Deleting data isn’t glamorous… but it’s one of those things you have to get right. One wrong query and suddenly half your table is gone.
Drizzle ORM steps in like a safety-first hero — giving you a type-safe, predictable, SQL-like API that makes deletes controlled, readable, and way less scary.
This guide walks you through everything you need to know about deleting data with Drizzle ORM — from simple deletes to advanced patterns using CTEs.
To follow along with these delete examples, you’ll want some sample data in your tables. If you haven’t added any yet, you can quickly insert records using the steps in Drizzle insertion tutorial.
Simple Delete
The most basic delete operation in Drizzle:
await db.delete(users);
This removes all records from the users table. Use it carefully — this is the “nuclear” option.
Use case:
You’re resetting a table in a dev environment or doing a scheduled cleanup where you know it’s safe to remove everything.
Conditional Delete ( where )
Almost always, you want to delete only specific rows. Here’s how:
await db.delete(users).where(eq(users.name, "Sharukhan"));
This deletes only those users whose name is "Sharukhan".
Use Case:
It prevents accidental data loss. You can be specific about which rows to delete.
Limit the Number of Deletes
You might not want to delete all matching rows — maybe just the first few. Drizzle supports .limit():
await db
.delete(users)
.where(eq(users.name, "Sharukhan"))
.limit(5);
This ensures that even if more than 5 users match, only 5 will be deleted.
Use Case:
Pruning old log entries or spam entries, but doing it in batches so you don’t accidentally clear everything.
Order Before Deleting
Deleting “first 2 matched” is risky unless you define which first. .orderBy() helps you control that:
await db
.delete(users)
.where(eq(users.name, "Sharukhan"))
.orderBy(asc(users.createdAt)); // delete the oldest first
await db
.delete(users)
.where(eq(users.name, "Sharukhan"))
.orderBy(desc(users.lastLogin)); // or delete the most recently active first
Use case:
- Remove oldest sessions
- Clean up the least recently used items
- Batch delete in a predictable way
Return Deleted Rows
Sometimes deleting is not enough — you want to know what got deleted.
const deleted = await db
.delete(users)
.where(eq(users.status, "inactive"))
.returning();
Or you can return only specific fields:
const deletedIds = await db
.delete(users)
.where(eq(users.status, "inactive"))
.returning({ id: users.id });
Why use this:
- Logging for audits
- Syncing deletions to another system
- Confirming what went wrong or right
- Building UI flows where you show what was removed
Advanced Delete with CTEs (with … delete)

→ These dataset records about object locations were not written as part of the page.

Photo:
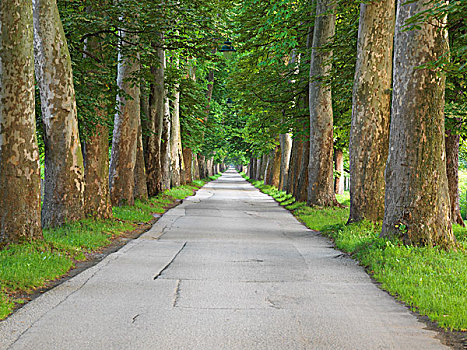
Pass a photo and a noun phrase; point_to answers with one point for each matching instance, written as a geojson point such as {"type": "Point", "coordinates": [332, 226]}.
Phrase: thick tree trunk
{"type": "Point", "coordinates": [176, 156]}
{"type": "Point", "coordinates": [320, 169]}
{"type": "Point", "coordinates": [165, 146]}
{"type": "Point", "coordinates": [302, 183]}
{"type": "Point", "coordinates": [19, 153]}
{"type": "Point", "coordinates": [417, 206]}
{"type": "Point", "coordinates": [371, 110]}
{"type": "Point", "coordinates": [187, 161]}
{"type": "Point", "coordinates": [141, 187]}
{"type": "Point", "coordinates": [339, 167]}
{"type": "Point", "coordinates": [195, 167]}
{"type": "Point", "coordinates": [156, 116]}
{"type": "Point", "coordinates": [452, 170]}
{"type": "Point", "coordinates": [125, 133]}
{"type": "Point", "coordinates": [64, 168]}
{"type": "Point", "coordinates": [286, 149]}
{"type": "Point", "coordinates": [97, 193]}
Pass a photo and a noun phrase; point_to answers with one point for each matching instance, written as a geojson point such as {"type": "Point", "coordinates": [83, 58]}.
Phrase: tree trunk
{"type": "Point", "coordinates": [176, 156]}
{"type": "Point", "coordinates": [452, 170]}
{"type": "Point", "coordinates": [195, 167]}
{"type": "Point", "coordinates": [371, 110]}
{"type": "Point", "coordinates": [302, 183]}
{"type": "Point", "coordinates": [276, 167]}
{"type": "Point", "coordinates": [141, 188]}
{"type": "Point", "coordinates": [156, 116]}
{"type": "Point", "coordinates": [125, 133]}
{"type": "Point", "coordinates": [286, 149]}
{"type": "Point", "coordinates": [97, 193]}
{"type": "Point", "coordinates": [64, 168]}
{"type": "Point", "coordinates": [417, 206]}
{"type": "Point", "coordinates": [19, 154]}
{"type": "Point", "coordinates": [187, 161]}
{"type": "Point", "coordinates": [320, 169]}
{"type": "Point", "coordinates": [165, 145]}
{"type": "Point", "coordinates": [339, 166]}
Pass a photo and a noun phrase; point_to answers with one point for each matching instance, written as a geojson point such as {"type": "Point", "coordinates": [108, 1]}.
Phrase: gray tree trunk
{"type": "Point", "coordinates": [371, 110]}
{"type": "Point", "coordinates": [97, 192]}
{"type": "Point", "coordinates": [140, 190]}
{"type": "Point", "coordinates": [417, 206]}
{"type": "Point", "coordinates": [125, 133]}
{"type": "Point", "coordinates": [165, 145]}
{"type": "Point", "coordinates": [452, 170]}
{"type": "Point", "coordinates": [286, 149]}
{"type": "Point", "coordinates": [339, 166]}
{"type": "Point", "coordinates": [320, 168]}
{"type": "Point", "coordinates": [156, 116]}
{"type": "Point", "coordinates": [19, 154]}
{"type": "Point", "coordinates": [64, 168]}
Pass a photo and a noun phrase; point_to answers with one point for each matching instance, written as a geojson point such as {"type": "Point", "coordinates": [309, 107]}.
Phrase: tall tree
{"type": "Point", "coordinates": [417, 206]}
{"type": "Point", "coordinates": [371, 110]}
{"type": "Point", "coordinates": [125, 133]}
{"type": "Point", "coordinates": [320, 168]}
{"type": "Point", "coordinates": [19, 153]}
{"type": "Point", "coordinates": [64, 169]}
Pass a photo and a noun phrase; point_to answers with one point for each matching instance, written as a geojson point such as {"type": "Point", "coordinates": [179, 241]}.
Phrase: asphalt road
{"type": "Point", "coordinates": [226, 269]}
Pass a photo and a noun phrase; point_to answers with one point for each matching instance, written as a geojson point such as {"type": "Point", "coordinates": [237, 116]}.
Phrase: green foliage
{"type": "Point", "coordinates": [29, 266]}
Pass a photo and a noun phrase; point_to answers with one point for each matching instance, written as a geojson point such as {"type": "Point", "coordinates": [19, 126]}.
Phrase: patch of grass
{"type": "Point", "coordinates": [29, 266]}
{"type": "Point", "coordinates": [429, 280]}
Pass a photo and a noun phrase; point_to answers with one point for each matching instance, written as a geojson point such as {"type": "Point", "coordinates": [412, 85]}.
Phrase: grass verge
{"type": "Point", "coordinates": [26, 267]}
{"type": "Point", "coordinates": [430, 281]}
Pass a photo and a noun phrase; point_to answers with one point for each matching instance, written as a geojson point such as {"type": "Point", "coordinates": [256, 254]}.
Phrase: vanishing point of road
{"type": "Point", "coordinates": [226, 269]}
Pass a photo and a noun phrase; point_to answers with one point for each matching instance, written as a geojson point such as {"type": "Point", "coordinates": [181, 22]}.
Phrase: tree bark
{"type": "Point", "coordinates": [156, 116]}
{"type": "Point", "coordinates": [452, 170]}
{"type": "Point", "coordinates": [417, 206]}
{"type": "Point", "coordinates": [165, 145]}
{"type": "Point", "coordinates": [339, 166]}
{"type": "Point", "coordinates": [141, 188]}
{"type": "Point", "coordinates": [320, 168]}
{"type": "Point", "coordinates": [371, 110]}
{"type": "Point", "coordinates": [19, 153]}
{"type": "Point", "coordinates": [64, 168]}
{"type": "Point", "coordinates": [125, 133]}
{"type": "Point", "coordinates": [187, 161]}
{"type": "Point", "coordinates": [286, 149]}
{"type": "Point", "coordinates": [97, 193]}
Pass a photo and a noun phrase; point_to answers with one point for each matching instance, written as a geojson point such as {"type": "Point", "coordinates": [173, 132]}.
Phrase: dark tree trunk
{"type": "Point", "coordinates": [64, 168]}
{"type": "Point", "coordinates": [97, 193]}
{"type": "Point", "coordinates": [339, 166]}
{"type": "Point", "coordinates": [141, 186]}
{"type": "Point", "coordinates": [371, 110]}
{"type": "Point", "coordinates": [417, 206]}
{"type": "Point", "coordinates": [320, 169]}
{"type": "Point", "coordinates": [19, 153]}
{"type": "Point", "coordinates": [452, 170]}
{"type": "Point", "coordinates": [156, 115]}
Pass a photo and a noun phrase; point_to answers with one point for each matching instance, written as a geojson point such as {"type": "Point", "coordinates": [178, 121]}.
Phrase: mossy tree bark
{"type": "Point", "coordinates": [19, 154]}
{"type": "Point", "coordinates": [452, 170]}
{"type": "Point", "coordinates": [417, 206]}
{"type": "Point", "coordinates": [320, 167]}
{"type": "Point", "coordinates": [125, 133]}
{"type": "Point", "coordinates": [64, 168]}
{"type": "Point", "coordinates": [371, 110]}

If you need to compute something first — like an average or threshold — then delete based on that, you can use a Common Table Expression (CTE).
Imagine you’re storing user session logs.
For each user, you want to delete only those sessions that are older than their personal average session age — essentially clearing “stale” sessions but keeping normal ones.
Here’s how you can do that with a CTE:
// Step 1: Create a CTE that calculates each user's average session age
const avgSessionAge = db.$with("avg_session_age").as(
db
.select({
userId: sessions.userId,
avgAge: sql`avg(${sessions.duration})`.as("avgAge"),
})
.from(sessions)
.groupBy(sessions.userId)
);
// Step 2: Delete all sessions older than the user's average session age
const deletedSessions = await db
.with(avgSessionAge)
.delete(sessions)
.where(
sql`${sessions.duration} > (
select "avgAge"
from ${avgSessionAge}
where ${avgSessionAge}.userId = ${sessions.userId}
)`
)
.returning({
sessionId: sessions.id,
removedForUser: sessions.userId,
});
Use Case:
- Remove outlier or abnormal data (e.g. super high-value orders)
- Cleanup based on computed metrics
- Advanced business logic in cleanup jobs
Summary
In this guide, you learned how to safely and efficiently delete data using Drizzle ORM. You saw how simple deletes work, how to target specific rows with where(), and how to control deletion volume using limit() and orderBy() for predictable batch operations.
You also discovered how returning() helps you confirm exactly what was removed, and how advanced CTE-based deletes let you run powerful, computed conditions directly inside the database.
With these patterns, you can confidently handle everything from basic cleanup tasks to complex, data-driven delete workflows in your applications.